Saturday, Shug McGaughey said his inclination was to await the Breeders' Cup before sending the Horse of the '80s into competition again. But 12 hours after he watched Easy Goer toy with four vastly overmatched, older opponents while conceding weight to each in the Grade I Woodward Handicap, it began to appear otherwise. The Phipps Stable might be represented by its most distinguished four-legged member in the $1 million Jockey Club Gold Cup on Oct. 7 at Belmont Park after all.
Having conquered the muddy track that was perceived as his Achilles heel and enduring yet another frustratingly tentative performance by rider Pat Day -- which probably is his Achilles heel -- it was again unnecessary for Easy Goer to extend himself more than briefly. In the final quarter-mile of the 10-furlong Woodward, he lengthened his considerable lead in the campaign for Horse of the Year with the same abbreviated burst of bridled speed that was sufficient to win the Whitney, despite Day's misadventures en route to the quarter pole, and the Travers. Not since Easy Goer's overpowering victory in the Belmont, which followed severe and justified criticism of Day's judgment during his ride in the Preakness, has the sensational chestnut 3-year-old been handled in a style complementary to his ability.
Meanwhile, Easy Goer has reached the all-important final stage of the season -- 48 days short of the Breeders' Cup -- while having been asked to extend himself for less than a total of six furlongs since June. He has been in training since January and appears to be gaining strength in September. He is far too much horse for those who have raced against him, and quite probably more horse than he has found it necessary to reveal.

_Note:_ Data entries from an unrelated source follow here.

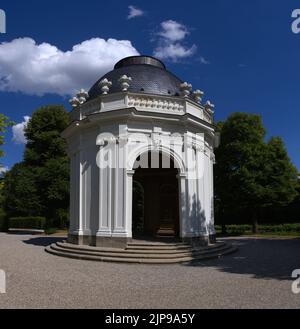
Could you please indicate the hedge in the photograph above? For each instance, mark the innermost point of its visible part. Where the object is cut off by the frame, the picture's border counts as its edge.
(37, 223)
(276, 228)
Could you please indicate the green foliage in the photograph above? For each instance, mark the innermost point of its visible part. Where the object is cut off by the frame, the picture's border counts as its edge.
(23, 197)
(251, 174)
(39, 186)
(37, 223)
(4, 123)
(281, 229)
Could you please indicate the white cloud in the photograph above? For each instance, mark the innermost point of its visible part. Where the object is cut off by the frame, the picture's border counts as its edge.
(18, 131)
(170, 42)
(173, 31)
(3, 170)
(174, 51)
(134, 12)
(37, 69)
(204, 60)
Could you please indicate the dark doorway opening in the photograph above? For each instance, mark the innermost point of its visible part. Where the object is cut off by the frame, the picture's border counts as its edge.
(155, 211)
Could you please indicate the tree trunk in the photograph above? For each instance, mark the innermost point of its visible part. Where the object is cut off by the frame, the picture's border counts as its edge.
(255, 223)
(224, 231)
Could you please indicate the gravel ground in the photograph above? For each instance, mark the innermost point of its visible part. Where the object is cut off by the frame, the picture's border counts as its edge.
(257, 276)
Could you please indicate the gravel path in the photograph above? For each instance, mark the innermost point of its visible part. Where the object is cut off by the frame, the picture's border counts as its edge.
(257, 276)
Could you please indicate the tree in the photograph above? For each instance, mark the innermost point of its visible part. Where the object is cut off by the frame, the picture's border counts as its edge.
(40, 184)
(251, 174)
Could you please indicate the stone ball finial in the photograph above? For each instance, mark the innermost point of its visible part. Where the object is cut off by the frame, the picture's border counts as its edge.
(105, 86)
(198, 94)
(209, 106)
(74, 102)
(125, 82)
(82, 95)
(186, 89)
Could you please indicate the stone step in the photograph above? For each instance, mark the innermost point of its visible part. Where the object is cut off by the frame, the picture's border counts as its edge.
(132, 250)
(170, 251)
(139, 260)
(178, 247)
(124, 253)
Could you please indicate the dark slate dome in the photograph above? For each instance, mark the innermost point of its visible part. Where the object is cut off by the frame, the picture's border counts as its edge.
(149, 76)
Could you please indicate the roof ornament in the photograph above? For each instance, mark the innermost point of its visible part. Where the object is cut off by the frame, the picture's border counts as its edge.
(186, 89)
(209, 106)
(198, 94)
(82, 96)
(105, 85)
(125, 82)
(74, 102)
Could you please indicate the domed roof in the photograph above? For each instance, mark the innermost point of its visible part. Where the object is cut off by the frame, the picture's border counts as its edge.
(149, 76)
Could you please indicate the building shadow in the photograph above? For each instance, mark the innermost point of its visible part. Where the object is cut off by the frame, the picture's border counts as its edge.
(259, 258)
(43, 241)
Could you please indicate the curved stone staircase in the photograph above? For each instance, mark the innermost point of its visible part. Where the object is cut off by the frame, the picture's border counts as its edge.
(142, 252)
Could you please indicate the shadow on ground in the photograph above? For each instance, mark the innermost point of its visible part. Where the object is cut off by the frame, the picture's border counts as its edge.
(259, 258)
(43, 241)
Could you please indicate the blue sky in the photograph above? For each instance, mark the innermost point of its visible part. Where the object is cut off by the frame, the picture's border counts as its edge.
(242, 54)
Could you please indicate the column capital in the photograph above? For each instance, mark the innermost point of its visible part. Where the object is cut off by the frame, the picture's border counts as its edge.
(130, 172)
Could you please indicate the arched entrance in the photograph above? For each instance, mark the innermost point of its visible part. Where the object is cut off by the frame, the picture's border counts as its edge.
(155, 209)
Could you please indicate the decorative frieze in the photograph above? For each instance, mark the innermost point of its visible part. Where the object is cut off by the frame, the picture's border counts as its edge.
(156, 104)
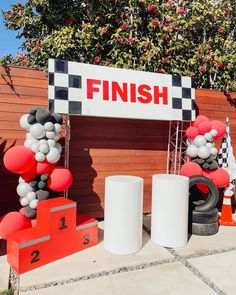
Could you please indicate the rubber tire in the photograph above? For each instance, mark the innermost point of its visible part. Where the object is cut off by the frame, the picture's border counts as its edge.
(205, 217)
(205, 229)
(213, 195)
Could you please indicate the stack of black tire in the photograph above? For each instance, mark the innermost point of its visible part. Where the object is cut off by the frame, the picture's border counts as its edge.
(203, 214)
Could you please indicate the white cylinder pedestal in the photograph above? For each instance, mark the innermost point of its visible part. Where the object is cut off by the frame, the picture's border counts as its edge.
(123, 214)
(170, 199)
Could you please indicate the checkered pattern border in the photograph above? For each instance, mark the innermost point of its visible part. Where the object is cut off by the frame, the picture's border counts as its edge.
(65, 92)
(224, 155)
(183, 97)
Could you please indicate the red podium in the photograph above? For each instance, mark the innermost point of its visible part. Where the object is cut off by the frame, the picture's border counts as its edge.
(58, 233)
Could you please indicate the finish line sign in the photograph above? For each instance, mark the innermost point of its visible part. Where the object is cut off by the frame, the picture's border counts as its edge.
(90, 90)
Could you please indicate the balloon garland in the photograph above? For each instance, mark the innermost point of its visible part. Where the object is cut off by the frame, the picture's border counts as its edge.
(36, 161)
(202, 152)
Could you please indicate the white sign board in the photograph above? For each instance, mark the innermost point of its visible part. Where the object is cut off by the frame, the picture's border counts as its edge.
(90, 90)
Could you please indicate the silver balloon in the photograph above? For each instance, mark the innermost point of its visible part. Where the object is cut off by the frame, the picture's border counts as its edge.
(199, 141)
(53, 155)
(57, 127)
(203, 152)
(44, 148)
(35, 147)
(37, 131)
(21, 180)
(59, 147)
(48, 126)
(34, 204)
(24, 123)
(214, 151)
(23, 189)
(208, 136)
(57, 136)
(43, 141)
(192, 151)
(213, 132)
(209, 145)
(24, 202)
(40, 157)
(50, 134)
(31, 196)
(51, 142)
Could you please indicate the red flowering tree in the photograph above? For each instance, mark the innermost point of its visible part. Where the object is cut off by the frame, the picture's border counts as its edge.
(194, 38)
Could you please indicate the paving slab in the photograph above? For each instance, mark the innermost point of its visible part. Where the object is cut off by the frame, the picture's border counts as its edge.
(204, 245)
(168, 279)
(4, 273)
(220, 269)
(93, 260)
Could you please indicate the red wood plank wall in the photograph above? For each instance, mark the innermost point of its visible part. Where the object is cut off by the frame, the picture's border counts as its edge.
(99, 146)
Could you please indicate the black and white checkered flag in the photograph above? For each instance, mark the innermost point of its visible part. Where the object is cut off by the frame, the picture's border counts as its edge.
(226, 159)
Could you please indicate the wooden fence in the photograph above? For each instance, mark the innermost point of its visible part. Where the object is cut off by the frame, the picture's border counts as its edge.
(99, 146)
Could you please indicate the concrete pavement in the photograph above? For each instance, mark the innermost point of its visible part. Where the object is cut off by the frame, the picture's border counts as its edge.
(207, 265)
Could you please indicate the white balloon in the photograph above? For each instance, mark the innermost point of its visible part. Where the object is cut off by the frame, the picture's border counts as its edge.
(48, 126)
(34, 204)
(57, 136)
(44, 148)
(50, 134)
(199, 141)
(37, 131)
(214, 151)
(31, 196)
(51, 142)
(28, 142)
(35, 147)
(43, 141)
(24, 202)
(208, 136)
(40, 157)
(53, 155)
(213, 132)
(192, 151)
(59, 147)
(57, 127)
(24, 123)
(203, 152)
(209, 145)
(23, 189)
(21, 180)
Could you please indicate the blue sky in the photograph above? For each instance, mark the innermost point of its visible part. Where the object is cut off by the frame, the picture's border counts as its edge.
(9, 43)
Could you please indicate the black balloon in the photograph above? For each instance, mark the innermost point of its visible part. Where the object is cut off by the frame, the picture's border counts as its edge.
(42, 184)
(205, 166)
(56, 118)
(43, 116)
(42, 195)
(29, 212)
(44, 177)
(31, 119)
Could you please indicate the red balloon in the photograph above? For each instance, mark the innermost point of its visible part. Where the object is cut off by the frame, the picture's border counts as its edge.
(192, 132)
(45, 167)
(60, 179)
(19, 159)
(199, 119)
(220, 177)
(29, 175)
(204, 127)
(219, 127)
(191, 169)
(203, 188)
(207, 173)
(13, 222)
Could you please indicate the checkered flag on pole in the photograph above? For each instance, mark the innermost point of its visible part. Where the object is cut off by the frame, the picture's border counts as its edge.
(226, 159)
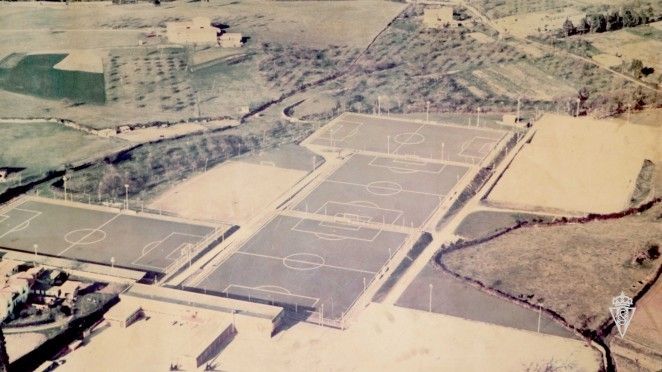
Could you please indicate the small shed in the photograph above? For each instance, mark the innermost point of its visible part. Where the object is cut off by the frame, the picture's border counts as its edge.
(123, 314)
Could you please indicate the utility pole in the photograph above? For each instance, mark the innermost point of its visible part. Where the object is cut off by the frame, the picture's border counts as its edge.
(126, 196)
(539, 316)
(427, 110)
(64, 179)
(430, 302)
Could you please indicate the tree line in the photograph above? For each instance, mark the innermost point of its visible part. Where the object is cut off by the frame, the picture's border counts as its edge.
(610, 21)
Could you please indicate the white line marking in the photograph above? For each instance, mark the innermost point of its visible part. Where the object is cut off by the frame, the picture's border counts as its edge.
(365, 186)
(262, 289)
(23, 225)
(90, 233)
(307, 262)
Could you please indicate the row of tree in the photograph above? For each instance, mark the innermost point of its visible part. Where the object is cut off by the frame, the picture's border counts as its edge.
(610, 21)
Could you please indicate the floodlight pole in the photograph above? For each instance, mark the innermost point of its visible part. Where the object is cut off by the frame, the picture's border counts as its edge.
(126, 196)
(430, 302)
(64, 179)
(539, 316)
(427, 110)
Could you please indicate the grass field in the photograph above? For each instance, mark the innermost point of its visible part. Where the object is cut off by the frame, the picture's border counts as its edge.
(544, 264)
(233, 192)
(34, 74)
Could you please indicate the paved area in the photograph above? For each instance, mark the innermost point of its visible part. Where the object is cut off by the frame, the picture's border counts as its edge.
(409, 138)
(331, 239)
(305, 263)
(99, 235)
(384, 190)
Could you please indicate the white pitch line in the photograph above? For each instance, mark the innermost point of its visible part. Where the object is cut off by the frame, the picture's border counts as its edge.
(25, 223)
(307, 262)
(90, 233)
(403, 190)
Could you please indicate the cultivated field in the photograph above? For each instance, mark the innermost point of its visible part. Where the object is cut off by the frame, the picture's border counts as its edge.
(642, 42)
(561, 170)
(534, 23)
(43, 146)
(573, 269)
(154, 83)
(451, 296)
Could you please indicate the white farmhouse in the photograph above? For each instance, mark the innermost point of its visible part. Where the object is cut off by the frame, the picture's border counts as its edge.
(199, 31)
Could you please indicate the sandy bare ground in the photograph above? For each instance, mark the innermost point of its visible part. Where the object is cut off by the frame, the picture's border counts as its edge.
(607, 59)
(231, 192)
(578, 165)
(389, 338)
(82, 60)
(20, 344)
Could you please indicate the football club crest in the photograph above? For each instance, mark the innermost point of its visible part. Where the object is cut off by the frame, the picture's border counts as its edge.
(622, 312)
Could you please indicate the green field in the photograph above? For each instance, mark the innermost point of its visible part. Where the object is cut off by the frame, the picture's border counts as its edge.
(34, 75)
(44, 146)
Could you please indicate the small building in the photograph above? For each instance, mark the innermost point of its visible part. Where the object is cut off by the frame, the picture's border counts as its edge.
(199, 31)
(439, 17)
(123, 314)
(230, 40)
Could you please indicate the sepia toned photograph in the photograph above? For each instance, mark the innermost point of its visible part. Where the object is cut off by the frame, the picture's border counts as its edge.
(331, 185)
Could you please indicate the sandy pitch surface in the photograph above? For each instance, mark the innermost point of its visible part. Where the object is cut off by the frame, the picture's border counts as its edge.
(578, 165)
(232, 192)
(389, 338)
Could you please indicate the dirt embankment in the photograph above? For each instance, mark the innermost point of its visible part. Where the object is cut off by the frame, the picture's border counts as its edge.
(595, 327)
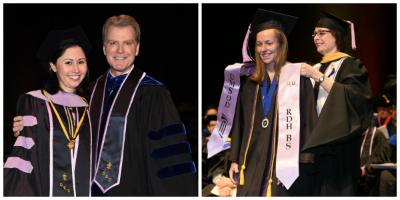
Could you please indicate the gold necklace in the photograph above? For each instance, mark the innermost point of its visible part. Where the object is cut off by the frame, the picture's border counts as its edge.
(71, 143)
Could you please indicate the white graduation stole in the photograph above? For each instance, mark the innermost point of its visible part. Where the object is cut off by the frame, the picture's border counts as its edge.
(287, 159)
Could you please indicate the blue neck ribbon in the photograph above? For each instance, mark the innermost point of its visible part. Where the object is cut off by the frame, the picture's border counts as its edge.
(267, 97)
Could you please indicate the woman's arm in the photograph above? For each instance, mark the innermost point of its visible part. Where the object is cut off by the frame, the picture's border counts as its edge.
(310, 72)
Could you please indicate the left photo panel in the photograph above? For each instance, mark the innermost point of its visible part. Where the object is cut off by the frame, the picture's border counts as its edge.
(100, 100)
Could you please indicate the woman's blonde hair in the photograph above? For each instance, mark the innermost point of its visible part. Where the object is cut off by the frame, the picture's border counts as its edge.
(259, 74)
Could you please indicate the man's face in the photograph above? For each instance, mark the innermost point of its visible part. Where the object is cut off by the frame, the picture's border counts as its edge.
(211, 126)
(384, 111)
(120, 48)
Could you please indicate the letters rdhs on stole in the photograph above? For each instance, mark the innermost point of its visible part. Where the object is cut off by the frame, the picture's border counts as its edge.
(288, 126)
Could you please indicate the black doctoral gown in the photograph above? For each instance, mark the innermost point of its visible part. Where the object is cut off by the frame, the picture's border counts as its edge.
(41, 164)
(336, 137)
(152, 109)
(259, 152)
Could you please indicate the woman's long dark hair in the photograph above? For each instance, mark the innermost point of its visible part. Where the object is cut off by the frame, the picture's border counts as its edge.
(52, 85)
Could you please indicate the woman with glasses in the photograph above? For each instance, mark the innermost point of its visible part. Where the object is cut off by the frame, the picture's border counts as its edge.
(344, 105)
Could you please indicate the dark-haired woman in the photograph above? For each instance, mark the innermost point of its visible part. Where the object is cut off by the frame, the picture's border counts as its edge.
(52, 155)
(344, 104)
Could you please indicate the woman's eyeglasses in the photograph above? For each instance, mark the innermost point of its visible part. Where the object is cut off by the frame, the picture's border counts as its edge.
(320, 33)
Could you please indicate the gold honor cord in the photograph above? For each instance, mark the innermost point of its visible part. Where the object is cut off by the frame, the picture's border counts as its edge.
(71, 143)
(247, 148)
(273, 155)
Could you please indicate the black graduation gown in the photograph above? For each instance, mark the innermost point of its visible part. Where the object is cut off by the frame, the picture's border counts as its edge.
(336, 137)
(38, 181)
(152, 109)
(259, 153)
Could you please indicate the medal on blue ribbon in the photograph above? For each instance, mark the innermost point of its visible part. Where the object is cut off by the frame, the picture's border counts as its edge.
(267, 98)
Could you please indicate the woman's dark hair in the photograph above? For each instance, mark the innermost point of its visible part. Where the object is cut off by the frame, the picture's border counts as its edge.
(340, 42)
(52, 85)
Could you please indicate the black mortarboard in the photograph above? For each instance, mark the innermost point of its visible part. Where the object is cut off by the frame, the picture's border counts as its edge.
(56, 38)
(264, 20)
(383, 100)
(334, 23)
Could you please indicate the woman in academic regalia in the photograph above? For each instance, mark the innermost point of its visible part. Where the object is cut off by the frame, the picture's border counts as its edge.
(52, 154)
(344, 105)
(255, 128)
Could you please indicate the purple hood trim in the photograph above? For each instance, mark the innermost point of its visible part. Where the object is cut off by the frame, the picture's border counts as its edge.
(61, 98)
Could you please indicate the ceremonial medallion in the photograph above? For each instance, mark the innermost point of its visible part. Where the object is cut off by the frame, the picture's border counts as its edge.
(265, 123)
(71, 145)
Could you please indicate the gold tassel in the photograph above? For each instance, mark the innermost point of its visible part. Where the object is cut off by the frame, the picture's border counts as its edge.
(269, 188)
(242, 175)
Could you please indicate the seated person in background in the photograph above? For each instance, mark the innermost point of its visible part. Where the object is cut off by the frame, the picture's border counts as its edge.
(211, 110)
(382, 182)
(216, 169)
(383, 103)
(211, 120)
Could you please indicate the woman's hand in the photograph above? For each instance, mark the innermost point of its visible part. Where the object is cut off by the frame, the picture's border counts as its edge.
(234, 169)
(18, 125)
(225, 192)
(225, 182)
(310, 72)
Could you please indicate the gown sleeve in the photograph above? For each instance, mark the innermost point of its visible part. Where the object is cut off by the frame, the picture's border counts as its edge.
(155, 130)
(347, 111)
(237, 127)
(21, 171)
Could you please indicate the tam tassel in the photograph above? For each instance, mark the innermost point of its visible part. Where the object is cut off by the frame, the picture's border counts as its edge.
(242, 175)
(245, 48)
(269, 188)
(353, 37)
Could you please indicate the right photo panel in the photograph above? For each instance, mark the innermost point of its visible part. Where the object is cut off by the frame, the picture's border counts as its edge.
(299, 100)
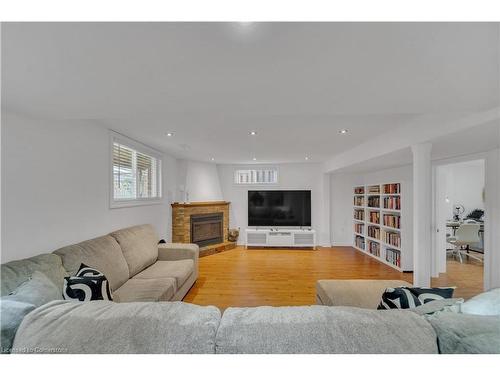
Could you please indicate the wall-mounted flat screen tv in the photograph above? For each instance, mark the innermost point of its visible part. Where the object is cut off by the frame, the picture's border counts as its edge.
(279, 208)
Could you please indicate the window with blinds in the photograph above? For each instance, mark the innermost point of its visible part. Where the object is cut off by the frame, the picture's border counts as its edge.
(256, 176)
(136, 174)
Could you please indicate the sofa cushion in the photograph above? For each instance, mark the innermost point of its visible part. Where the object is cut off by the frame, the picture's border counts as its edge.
(355, 293)
(139, 245)
(323, 329)
(108, 327)
(180, 270)
(466, 334)
(89, 284)
(37, 291)
(12, 314)
(102, 253)
(15, 273)
(487, 303)
(410, 298)
(145, 290)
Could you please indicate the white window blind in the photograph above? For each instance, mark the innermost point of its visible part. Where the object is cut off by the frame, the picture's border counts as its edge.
(136, 174)
(256, 176)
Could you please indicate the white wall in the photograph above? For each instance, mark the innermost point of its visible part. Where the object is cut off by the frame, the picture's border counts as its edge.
(200, 180)
(341, 205)
(297, 176)
(55, 191)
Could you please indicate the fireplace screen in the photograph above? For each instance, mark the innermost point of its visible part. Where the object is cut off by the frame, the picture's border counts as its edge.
(207, 229)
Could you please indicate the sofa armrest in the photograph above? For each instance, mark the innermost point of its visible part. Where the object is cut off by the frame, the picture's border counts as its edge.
(178, 251)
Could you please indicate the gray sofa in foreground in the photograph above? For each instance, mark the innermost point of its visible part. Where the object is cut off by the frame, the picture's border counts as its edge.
(145, 275)
(176, 327)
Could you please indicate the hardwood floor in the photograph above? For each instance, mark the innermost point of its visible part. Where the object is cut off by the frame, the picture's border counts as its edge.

"Running in the mud didn't seem to take much out of him," McGaughey said Sunday, "but then, he didn't have to run very far."
In McGaughey's master plan, Easy Goer runs the race that defines his season Nov. 4 in the Breeders' Cup at Gulfstream Park with the entire racing world watching. But that is no reason to miss the Jockey Club Gold Cup.
McGaughey has yet to say he is committed to running Easy Goer in the hugely prestigious Gold Cup, but considering the role his connections play in that organization, it is far-fetched to imagine any other scenario unless the colt suffered some setback in training. The name Phipps is virtually synonymous with the Jockey Club. "I'm more inclined to run now than I was before (the Woodward)," McGaughey said. "For one thing, I've had more time to think about it. And I thought that the Gold Cup was three weeks before the Breeders' Cup, but it's actually four.
"I thought his (Woodward performance) was very impressive. Coming back at scale weights, especially on a fast racetrack, could be right up his alley. I'm not worried about getting him physically ready for the Breeders' Cup, but keeping him mentally ready would be more of a factor."
Although Red Ransom has yet to run in a stakes race, his status as the 2-year-old star of the Rokeby Stable is secure. Stablemate Crowning Tribute, a supplemental nominee, and co-favored Sir Richard Lewis -- each 3-2 in the wagering -- failed to assert themselves in Sunday's 100th running of the $140,600 Futurity, won by Mike Rutherford's Senor Pete ($14.20) in an mild upset. Also, Buckland Farm's Dance Colony extended her undefeated record to four, three of them stakes, taking a three-length decision in the $114,400 Astarita for 2-year-old fillies.
While Crowning Tribute appeared to dislike the footing on a track labeled "good," and Sir Richard Lewis, who sweated profusely and appeared distressed in the post parade, showed no interest once the gate opened, Senor Pete wore down Dawn Quixote in a :45.89 half and was unthreatened once in front. The winner covered seven furlongs in 1:23.44. Adjudicating was second in a field of five.
Odds-on Dance Colony ($3.80) had no difficulty with the footing and used a :46.03 half to overtake frontrunning Saratoga Sizzle, drawing away in the final sixteenth-mile to win by three lengths over Charging Falls in 1:17.92 for 6(TM) furlongs.